More Than 200 Languages Are Spoken In LA, But Food Is My Favorite
Once we are born into this world, we can count on only a few things. We all suffer. We all die. We all need to eat. Food is one of the few threads that links human beings.
It's what brought me to renowned author and feminist extraordinaire Margaret Atwood.
A few years ago, I was covering an event where she was the guest of honor. As guests grazed on fruit and slices of cheese, I beelined to the buffet. Moderation has never been my strong suit.
I grabbed (what I thought were) a few tortilla chips. Then I had to make some hard choices. Beans or chicken breast? Shredded cheese or sour cream? Salsa or guacamole? I chose everything. Hell, I probably dolloped on artichoke dip and threw in a few slices of salami. By the time I was done, I had created a nacho pyramid, a snack tower dangerously lacking in structural integrity, impressive if embarrassingly gluttonous. It was, as The Kids These Days would say, very on brand.
I looked around and realized no one else had a plate heaped with as much food. Behind me, someone murmured, "Nicely done." I turned to see the woman who wrote The Handmaid's Tale nodding in approval at my creation.
"Thank you," I told Margaret Atwood. She smiled, and I hustled away before my creation collapsed.
Whether it's due to indecision or gusto (maybe both?), I have always been what parents, especially Jewish parents, like to call, "a good eater." I am a born over-orderer. "Your eyes are bigger than your stomach," my mom would say as I sat amid way too many leftovers at another restaurant meal. She was right, but that never stopped me.
My mom didn't have to coax me to taste new things. So it made sense when I moved to Los Angeles and food became my way of exploring the city. It helped me understand the ins and outs of whatever area I lived in and led me to far-flung neighborhoods I knew nothing about.

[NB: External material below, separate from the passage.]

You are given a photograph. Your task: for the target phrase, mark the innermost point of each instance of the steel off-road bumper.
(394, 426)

Years later, I started writing about food. Food blogs had become a thing, and Yelp was in its infancy. To me, food was conversation, and I was thrilled that people like me could suddenly be part of it.
As an immigrant kid, I grew up eating things like beets, kasha, farmer's cheese and more beets. Sure, now everybody is roasting beets and obsessing over "ancient grains," but back then, these foods were "weird." My mom had to trek to the Russian delis of suburban Northern California to find them.
To be sure, I also ate many of the typical American foods — burgers, pizza, tacos, tater tots, Frosted Flakes, spaghetti — but oh how I yearned to trade my often ridiculed school lunch sandwich of dark brown bread, butter and god knows what else for the typical Wonder Bread, mayo and bologna combo.
I wanted to be normal. To be like everybody else. To be American.
Now, as an adult, I am grateful that my mom's appreciation for food and skill at cooking helped me develop a palate that was distinctly un-American. That I got the chance to eat both borscht and grilled cheese sandwiches, vareniki and fajitas. It's that experience of navigating two cultures that informs my work today.
Here at LAist, I try to use food as an opportunity to dive deeper into the things that connect us. Culture. History. Neighborhoods. My goal is to connect people to this city and this region, to create a platform where we can all explore, learn and share.
I am lucky. I have the most delicious job in the newsroom. But, like my stomach is telling me, there's always room for more. I want to include more of the city and, by extension, the world in LAist's food coverage because so much of the world is, in one way or another, here in Los Angeles, possibly in taco form.
So let's break bread. Or injera. Or bolillos. Or naan. Or focaccia. Or gluten-free bagels. Okay, not that last one, because I have yet to find a decent gluten-free bagel, but I stand by the rest of it.